I take pride in what I do, and I take pride in how I do it. Others write and blog, tweet and market better than I do, and I'm okay with that. I have a lot to learn. But at the end of the day, I have to be true to myself as well.
What brought all of this on? For the first time since I began writing, a near-stranger took me to task for being "too explicit" in a tweet request I made as part of an author's group I belong to. I give her credit - she approached me privately, and we were both very polite to one another. I calmly explained that I am "explicit" because I would rather have people know exactly what kind of link they're clicking on than to be fooled by what I'm offering and become upset when in the first three sentences someone has cum, someone has a cunt, and someone is getting finger-fucked. (Think about the shock to someone's system if they weren't prepared for that!)
She was polite, and I think I was too, but I would be lying if I didn't tell you I was angry when I read the message. Apparently, I'm the first member of this particular group to be so explicit. And my explicitness was causing her to leave the group. Actually, her own choices are causing her to leave the group. I take responsibility for my actions - not other people's actions.
I thought about other writers I know that are a part of the group, who write sexual material as well, some more explicit than my own. I almost never see a tweet request. I wondered if they simply didn't join the team because they knew these objections were out there, or if they'd received the same comments.
My first thought was to take my toys and leave the sandbox. My second thought was, "Oh hell no!" I have just as much right to participate as the next person, as long as I follow the rules. I thought about ways that I could tone down my messages, and it all felt false. Think about it - would you really classify me as "romance" or simply "sexually explicit?" I have a certain (and not unexpected) sensitivity to criticism about the BDSM world - shouldn't I warn people that they're about to read BDSM? If the title of my post contains the word "masturbation," shouldn't I tell you up front and not let it be an unpleasant surprise? Of course, I want my writing to be a pleasant surprise for everyone, but I'm not a complete Polly Anna - I know what kind of world we live in.
I believe in my heart that I know what's true and right for me. I absolutely respect that others will disagree or feel uncomfortable with my explicitness. I will NOT falsely advertise to total strangers. And I am purposely trying to build a community of people who, while they might not be in to my brand of kink, at least have a curiosity about what I may have to say. The bonus is when they learn something from me, and I learn from them. And the extra-special bonus is when I turn my readers on with my words.
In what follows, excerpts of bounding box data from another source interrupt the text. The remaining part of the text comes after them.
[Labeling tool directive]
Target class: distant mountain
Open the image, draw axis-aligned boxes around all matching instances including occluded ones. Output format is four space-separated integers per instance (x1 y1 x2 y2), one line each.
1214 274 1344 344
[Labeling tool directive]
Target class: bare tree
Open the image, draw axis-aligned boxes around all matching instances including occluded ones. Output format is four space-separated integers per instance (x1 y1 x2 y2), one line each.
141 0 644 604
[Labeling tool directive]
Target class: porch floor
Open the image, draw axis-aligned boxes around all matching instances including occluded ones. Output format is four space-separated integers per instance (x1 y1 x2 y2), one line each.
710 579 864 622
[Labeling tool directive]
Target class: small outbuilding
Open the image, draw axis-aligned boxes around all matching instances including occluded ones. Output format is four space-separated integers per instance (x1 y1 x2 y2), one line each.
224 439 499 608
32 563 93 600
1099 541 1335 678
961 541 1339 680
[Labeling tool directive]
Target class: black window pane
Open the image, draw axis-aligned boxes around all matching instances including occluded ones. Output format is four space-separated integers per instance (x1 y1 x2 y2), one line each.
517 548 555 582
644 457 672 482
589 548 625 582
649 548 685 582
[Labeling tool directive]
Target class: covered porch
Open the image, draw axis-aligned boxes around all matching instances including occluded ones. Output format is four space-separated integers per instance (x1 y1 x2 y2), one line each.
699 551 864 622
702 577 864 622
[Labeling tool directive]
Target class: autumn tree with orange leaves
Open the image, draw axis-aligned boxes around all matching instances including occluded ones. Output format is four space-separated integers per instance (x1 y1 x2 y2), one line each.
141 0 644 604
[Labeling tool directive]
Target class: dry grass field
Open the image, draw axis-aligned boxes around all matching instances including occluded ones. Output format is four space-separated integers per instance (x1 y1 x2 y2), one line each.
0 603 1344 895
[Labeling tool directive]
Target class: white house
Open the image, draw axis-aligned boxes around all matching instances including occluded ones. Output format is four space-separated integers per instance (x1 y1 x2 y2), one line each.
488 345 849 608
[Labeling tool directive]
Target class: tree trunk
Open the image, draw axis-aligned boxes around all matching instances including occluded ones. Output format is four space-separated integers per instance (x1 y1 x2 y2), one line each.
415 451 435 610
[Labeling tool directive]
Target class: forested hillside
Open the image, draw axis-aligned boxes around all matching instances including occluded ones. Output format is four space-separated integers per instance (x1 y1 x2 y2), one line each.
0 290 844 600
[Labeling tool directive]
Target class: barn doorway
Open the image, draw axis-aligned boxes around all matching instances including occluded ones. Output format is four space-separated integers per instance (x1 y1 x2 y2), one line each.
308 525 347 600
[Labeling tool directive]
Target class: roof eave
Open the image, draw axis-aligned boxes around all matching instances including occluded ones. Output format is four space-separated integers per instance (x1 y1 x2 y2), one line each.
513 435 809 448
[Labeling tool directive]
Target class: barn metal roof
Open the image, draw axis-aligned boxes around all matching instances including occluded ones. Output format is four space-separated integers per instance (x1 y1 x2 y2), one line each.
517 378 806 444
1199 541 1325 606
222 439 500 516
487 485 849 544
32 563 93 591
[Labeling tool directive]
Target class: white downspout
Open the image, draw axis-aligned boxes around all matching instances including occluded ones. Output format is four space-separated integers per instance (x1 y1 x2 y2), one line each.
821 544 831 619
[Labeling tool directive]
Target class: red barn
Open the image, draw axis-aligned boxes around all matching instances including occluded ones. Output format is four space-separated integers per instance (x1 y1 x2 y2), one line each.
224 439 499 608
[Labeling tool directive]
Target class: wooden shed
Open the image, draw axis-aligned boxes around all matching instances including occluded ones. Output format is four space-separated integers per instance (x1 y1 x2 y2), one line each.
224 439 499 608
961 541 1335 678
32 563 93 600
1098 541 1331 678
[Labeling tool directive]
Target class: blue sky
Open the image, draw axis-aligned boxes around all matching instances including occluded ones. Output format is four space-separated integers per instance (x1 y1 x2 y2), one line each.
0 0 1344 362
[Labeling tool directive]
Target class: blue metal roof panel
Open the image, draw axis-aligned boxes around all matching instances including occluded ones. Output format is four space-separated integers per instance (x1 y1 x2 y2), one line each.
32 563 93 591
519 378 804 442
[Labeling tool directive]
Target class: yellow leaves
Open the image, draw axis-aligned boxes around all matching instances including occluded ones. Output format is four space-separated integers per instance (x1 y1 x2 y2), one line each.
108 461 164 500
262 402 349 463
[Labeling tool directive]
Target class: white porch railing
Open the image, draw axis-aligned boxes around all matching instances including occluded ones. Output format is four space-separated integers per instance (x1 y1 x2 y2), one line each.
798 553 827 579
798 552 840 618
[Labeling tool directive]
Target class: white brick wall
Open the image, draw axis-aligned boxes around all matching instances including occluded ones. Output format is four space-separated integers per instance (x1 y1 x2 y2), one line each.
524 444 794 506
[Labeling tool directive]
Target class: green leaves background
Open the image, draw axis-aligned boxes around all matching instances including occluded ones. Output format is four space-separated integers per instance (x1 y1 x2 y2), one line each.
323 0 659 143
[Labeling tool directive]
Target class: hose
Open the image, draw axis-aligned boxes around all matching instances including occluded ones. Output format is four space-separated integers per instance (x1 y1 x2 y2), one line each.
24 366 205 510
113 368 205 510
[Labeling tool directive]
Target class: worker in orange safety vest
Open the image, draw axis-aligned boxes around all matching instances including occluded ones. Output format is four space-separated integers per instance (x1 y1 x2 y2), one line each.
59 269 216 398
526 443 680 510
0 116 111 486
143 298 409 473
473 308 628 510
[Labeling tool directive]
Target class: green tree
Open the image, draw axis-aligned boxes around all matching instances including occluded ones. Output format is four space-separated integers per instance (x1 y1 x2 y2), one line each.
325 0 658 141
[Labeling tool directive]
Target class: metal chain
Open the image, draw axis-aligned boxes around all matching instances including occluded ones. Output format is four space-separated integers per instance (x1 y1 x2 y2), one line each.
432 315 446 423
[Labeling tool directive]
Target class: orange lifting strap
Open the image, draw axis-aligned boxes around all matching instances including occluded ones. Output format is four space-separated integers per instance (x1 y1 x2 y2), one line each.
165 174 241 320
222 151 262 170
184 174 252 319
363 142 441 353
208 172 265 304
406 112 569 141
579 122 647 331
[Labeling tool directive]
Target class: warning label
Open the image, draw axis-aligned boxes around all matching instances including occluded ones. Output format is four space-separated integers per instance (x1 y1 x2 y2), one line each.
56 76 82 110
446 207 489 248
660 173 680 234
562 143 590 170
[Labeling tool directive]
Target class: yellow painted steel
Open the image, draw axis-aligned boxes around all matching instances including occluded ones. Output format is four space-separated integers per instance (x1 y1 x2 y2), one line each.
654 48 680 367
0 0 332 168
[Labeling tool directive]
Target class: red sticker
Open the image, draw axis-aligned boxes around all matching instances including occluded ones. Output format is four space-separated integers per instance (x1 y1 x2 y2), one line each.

What I'm being reminded of is that the moment I took myself out of my safe, cocoon of a blog that was just for me and the people who willingly follow me and read my posts, I opened myself up to criticism. I'm not so arrogant that I can't and won't take constructive criticism and try to improve myself. At the end of the day, though, I have to be true to myself.
I make no apologies for being a sexually explicit, sexually submissive writer who adores writing BDSM-themed erotica - both fiction and non-fiction. Regardless of the people who don't understand what I write or find it distasteful, I will not run and hide in an effort to make sure no one is uncomfortable. Frankly, I hope my readers are uncomfortable - in the best possible way. If you aren't squirming in your chair because my words had a physical or mental effect on you, then I'm doing something wrong.